Caitlin let out an explosive breath. She had met the Armenian on several occasions, and while she’d considered him one of Sergei’s more likable friends, she’d been wary of his chronic restlessness, the trouble he had in simply sitting still. Now his face looked almost serene, as if aware that his struggles were over. For a moment she wished it were Sergei lying there, anger and heartache gone, finally at peace.
“Have you nothing to cover him with?” she heard herself ask.
Chechevichkin looked at Komarov, who nodded. “Aram Shahumian, I presume?” he asked her quietly.
“Yes,” she said softly. Next time it would be Sergei.
Chechevichkin came back with a sheet and draped it across the coffin.
“Did he ever regain consciousness?” Komarov asked him.
“Only for a short time in the car. He only said one thing.” The Chekist hesitated.
“Yes?”
“Long live the revolution.”
Caitlin didn’t know whether to laugh or weep.
After Komarov had sent themboth off in a droshky, McColl wasted no time in telling Caitlin his news. “He knows I’m a spy. God knows how, but I’m sure he does. I doubt he knows that you know—I don’t see how he could—but then I didn’t think he knew about me. We need to keep our distance from each other, in case we give him ideas.”

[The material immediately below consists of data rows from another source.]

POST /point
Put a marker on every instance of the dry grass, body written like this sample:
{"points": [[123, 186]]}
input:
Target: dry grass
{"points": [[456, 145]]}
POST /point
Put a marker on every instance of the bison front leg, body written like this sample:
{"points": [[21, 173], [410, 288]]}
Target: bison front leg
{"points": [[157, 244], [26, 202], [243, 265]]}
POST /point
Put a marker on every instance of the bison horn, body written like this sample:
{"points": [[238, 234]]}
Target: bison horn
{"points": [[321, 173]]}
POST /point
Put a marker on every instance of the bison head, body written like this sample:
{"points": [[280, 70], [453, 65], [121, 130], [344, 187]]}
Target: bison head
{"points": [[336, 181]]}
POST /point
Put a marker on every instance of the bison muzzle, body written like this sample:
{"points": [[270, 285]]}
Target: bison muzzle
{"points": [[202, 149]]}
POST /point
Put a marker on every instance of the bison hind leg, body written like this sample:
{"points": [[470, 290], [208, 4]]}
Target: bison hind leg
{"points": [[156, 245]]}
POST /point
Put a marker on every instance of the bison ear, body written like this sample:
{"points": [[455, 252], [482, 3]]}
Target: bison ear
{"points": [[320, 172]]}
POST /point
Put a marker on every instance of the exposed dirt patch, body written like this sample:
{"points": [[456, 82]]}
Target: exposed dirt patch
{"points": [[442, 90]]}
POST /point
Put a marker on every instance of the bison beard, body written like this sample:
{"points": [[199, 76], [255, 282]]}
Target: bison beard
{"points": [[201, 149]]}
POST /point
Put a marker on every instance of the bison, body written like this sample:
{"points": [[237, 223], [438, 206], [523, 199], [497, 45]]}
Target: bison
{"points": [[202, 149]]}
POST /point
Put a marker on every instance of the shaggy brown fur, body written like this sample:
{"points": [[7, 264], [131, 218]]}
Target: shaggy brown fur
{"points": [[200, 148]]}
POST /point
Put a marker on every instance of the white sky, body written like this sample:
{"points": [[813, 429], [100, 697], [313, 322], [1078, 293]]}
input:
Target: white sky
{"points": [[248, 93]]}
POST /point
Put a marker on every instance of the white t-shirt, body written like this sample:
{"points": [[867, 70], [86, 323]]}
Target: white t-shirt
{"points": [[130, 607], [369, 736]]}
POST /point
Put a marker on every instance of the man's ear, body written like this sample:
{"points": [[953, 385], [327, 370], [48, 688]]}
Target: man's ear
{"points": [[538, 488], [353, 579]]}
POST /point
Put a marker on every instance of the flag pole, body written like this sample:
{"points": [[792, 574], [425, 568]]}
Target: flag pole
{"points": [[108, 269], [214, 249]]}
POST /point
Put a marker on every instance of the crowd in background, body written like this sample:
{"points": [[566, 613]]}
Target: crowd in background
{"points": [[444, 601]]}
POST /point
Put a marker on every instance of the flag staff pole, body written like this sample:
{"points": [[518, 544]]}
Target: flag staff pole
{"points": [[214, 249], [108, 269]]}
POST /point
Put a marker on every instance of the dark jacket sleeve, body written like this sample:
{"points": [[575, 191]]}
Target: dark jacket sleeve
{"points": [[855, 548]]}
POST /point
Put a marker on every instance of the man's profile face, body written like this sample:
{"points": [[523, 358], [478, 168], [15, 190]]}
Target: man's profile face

She looked at him. “You must run.”
“I will. As soon as I get the chance.”
“Where will you go?” Caitlin asked.
“I’ll have to head south to the border, and if Komarov doesn’t catch Brady on this side, I’ll do my best on the other.”
She placed a hand in his. “Jack.”
“Yes?”
“If you can, spare Sergei. He’s not a bad man, and he’s doing what he thinks is right.”
And killing people who get in his way, McColl thought. As he had himself, for masters no better than Brady. “I will,” he promised as their droshky drew up outside the Kommercheskaya Hotel.